Wednesday 6 April 2016

Manichaeans defined...


    

   An image of Mani (source unknown)

Webster's definition of Manichaean
1) a believer in a syncretistic religious dualism originating in Persia in the third century AD and teaching the release of the spirit from matter through asceticism
2) a believer in religious or philosophical dualism
http://www.merriam-webster.com/dictionary/Manichaean

Manichaeism

In the fifth century Manichaeism was one of the most widespread religions in the world.

The reigion was founded by a Persian nobleman called Mani (210-276 AD). He lived in Babylon, which at the time was a province of the Sassanid Persia. Mani taught that two natures existed from the beginning: light and darkness. The realm of light lived in peace, while the realm of darkness was in constant conflict with itself. The universe we know is the result of an attack by the realm of darkness on the realm of light. In other words Manichaeism is a Dualist religion.

A corollary of Mani's teaching is that there is no omnipotent good power, and therefore no problem in explaining how an omnipotent, omniscient and omnibenificent god could have allowed evil to enter his creation - a major unresolved philosophical problem for educated Jews, Christians and Moslems to this day.

Human beings provided the main battleground for the two opposing powers: the good part is the soul (which is composed of immaterial light) and the bad part is the body (composed of dark material). The soul defines the person and is incorruptible, but in human beings it is under the domination of a foreign power. Humans are said to be able to be saved from this power (the power of matter) if they come to know who they are and identify themselves with their soul.

One of the tenets of Manichaeism was that it presented the complete version of teachings revealed only partially by teachers such as Zoroaster, Hermes, Plato, Buddha, and Jesus. Mani was also influenced by Mandaeanism.

He began preaching at an early age. He claimed to be the 'Paraclete of the Truth', as promised in the New Testament: the Last Prophet and Seal of the Prophets that finalised a succession of men guided by God. Buddhist influences were significant in the formation of Mani's religious thought, and the transmigration of souls became a Manichaean belief.

Manichaeism spread rapidly throughout both the east and west. To the east the religion spread to Northern India, Tibet, and Western China, where it was known by the second half of the sixth century. The religion was adopted by the Uyghur ruler Bugug Khan (759-780 AD), and it remained state religion for about a century before the collapse of the Uyghur Empire. It spread along trade routes as far as Chang'an, the capital of the Tang Dynasty in China. In its last organised form appears to have died out before the 16th century in southern China

To the west it reached Rome through the apostle Psattiq by AD 280. He was also in Egypt in 244 and 251 and Manichaeism is known to have been flourishing in the Fayum area of Egypt by 290 AD Manichaean monasteries are known in Rome in 312 AD, during the time of Pope Miltiades. By 354 AD, Hilary of Poitiers was writing that the Manichaean faith was a significant force in southern Gaul - exactly the area where later Gnostic Dualists that we now know as Cathars were to appear in the Middle Ages.

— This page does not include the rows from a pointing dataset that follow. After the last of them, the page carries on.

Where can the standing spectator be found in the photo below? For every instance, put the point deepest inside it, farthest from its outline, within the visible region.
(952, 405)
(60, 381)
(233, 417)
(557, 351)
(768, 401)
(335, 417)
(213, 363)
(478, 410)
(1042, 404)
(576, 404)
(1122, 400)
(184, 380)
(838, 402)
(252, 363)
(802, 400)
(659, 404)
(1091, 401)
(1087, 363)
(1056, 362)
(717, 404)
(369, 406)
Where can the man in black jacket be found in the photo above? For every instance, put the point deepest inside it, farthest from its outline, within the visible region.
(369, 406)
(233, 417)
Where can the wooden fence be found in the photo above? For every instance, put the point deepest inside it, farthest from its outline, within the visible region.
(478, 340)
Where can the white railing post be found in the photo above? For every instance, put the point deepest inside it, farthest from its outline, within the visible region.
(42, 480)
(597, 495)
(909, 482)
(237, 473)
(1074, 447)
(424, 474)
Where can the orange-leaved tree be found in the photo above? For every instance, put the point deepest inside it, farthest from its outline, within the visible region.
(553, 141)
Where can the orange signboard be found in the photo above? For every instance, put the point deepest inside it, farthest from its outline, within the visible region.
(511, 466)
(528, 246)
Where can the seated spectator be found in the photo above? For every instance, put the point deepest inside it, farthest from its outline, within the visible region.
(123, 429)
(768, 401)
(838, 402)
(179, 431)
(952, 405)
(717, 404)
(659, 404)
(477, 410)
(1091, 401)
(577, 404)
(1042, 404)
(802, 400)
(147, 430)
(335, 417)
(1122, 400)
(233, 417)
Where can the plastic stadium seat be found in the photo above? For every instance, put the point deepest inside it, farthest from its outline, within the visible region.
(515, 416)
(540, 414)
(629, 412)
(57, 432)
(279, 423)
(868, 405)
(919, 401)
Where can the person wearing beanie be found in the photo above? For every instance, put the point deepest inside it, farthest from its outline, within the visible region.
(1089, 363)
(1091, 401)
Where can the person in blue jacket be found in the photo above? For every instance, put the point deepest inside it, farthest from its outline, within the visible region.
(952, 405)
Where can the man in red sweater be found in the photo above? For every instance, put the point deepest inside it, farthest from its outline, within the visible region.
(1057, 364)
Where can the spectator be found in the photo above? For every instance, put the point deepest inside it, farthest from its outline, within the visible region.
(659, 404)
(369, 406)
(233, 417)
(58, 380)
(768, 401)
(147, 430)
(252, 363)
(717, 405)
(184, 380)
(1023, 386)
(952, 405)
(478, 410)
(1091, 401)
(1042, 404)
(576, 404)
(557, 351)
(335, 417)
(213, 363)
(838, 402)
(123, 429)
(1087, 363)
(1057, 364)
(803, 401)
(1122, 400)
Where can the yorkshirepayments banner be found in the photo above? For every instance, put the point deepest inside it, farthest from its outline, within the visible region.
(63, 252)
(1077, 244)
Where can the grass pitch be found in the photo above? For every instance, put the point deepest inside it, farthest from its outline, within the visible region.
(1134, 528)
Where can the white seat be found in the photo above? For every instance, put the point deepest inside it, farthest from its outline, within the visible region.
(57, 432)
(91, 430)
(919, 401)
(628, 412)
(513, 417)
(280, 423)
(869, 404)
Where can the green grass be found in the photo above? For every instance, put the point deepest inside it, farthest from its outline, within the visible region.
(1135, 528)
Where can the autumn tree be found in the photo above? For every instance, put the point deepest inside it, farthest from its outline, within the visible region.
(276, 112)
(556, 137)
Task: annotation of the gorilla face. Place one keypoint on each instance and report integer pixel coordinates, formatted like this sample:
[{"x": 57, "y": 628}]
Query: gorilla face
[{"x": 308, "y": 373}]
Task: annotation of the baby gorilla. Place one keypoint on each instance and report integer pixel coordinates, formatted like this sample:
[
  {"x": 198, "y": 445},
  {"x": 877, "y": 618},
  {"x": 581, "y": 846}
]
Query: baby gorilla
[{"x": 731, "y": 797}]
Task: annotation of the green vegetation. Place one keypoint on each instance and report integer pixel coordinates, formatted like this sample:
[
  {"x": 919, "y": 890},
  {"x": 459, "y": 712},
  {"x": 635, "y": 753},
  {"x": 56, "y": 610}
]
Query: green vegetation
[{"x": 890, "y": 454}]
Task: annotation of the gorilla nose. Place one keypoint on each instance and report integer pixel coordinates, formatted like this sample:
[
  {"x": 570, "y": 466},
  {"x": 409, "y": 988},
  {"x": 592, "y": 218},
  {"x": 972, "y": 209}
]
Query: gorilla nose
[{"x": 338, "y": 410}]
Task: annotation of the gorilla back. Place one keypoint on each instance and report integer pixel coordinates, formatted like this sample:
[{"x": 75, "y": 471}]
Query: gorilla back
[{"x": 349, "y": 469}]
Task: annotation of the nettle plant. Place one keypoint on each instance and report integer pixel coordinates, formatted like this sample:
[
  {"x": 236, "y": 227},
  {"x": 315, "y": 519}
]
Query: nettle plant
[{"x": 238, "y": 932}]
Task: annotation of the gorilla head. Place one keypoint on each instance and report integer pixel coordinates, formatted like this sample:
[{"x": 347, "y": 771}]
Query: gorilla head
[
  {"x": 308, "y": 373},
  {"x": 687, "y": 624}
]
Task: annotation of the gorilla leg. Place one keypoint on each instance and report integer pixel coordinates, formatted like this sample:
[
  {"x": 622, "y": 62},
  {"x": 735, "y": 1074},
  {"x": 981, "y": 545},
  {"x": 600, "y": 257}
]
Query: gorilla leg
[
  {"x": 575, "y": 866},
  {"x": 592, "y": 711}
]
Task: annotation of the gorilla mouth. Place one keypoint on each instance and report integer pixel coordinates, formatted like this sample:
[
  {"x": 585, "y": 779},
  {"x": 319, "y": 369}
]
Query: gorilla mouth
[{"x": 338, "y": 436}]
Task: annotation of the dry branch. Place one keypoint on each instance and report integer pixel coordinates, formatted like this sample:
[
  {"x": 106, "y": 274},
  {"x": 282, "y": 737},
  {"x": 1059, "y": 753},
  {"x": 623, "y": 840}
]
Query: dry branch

Third and Fourth century Christian writers such as Hippolytus and Epiphanius mention a certain Scythianus, who visited India around 50 AD. From there he is said to have brought "the Doctrine of the Two Principles". According to these writers, Scythianus' pupil Terebinthus presented himself as a "Buddha" Terebinthus went to Palestine and Judea where he met the Apostles, and ultimately settled in Babylon, where he transmitted his teachings to Mani, thereby creating the foundation of Manichaeism.

The Manichaean faith was widely persecuted. In 381 AD Christians requested the Emperor Theodosius I to strip Manicheans of their civil rights. By the following year the devout Christian emperor had decreed death for Manicheans.

From now on Christians who showed any sympathy for Dualism would be heretics and liable to execution. The first victims appear to have been the Christian bishop Priscillian and his followers, soon afterwards. They appear to have attempted to adapt what they thought were valuable parts of Arian Christianity and Manichaeism into Catholic Christianity. Priscillian was beheaded at Trier in 385, with the approval of the Catholic Church synod that met there in the same year. He has been called the first Christian martyred by Christians, but it is probably more accurate to describe him as the first mainstream Christian martyred by the Catholic Christians

For a thousand years the faith maintained a patchy existence in the Christian Roman Empire including Mesopotamia, North Africa, the Iberian peninsular, Gaul, North Italy, and the Balkans, It flourished for a time in the land of its birth (Persia) and for a while at least was tolerated. In the 9th century the Muslim Caliph Ma'mun tolerated a community of Manicheans.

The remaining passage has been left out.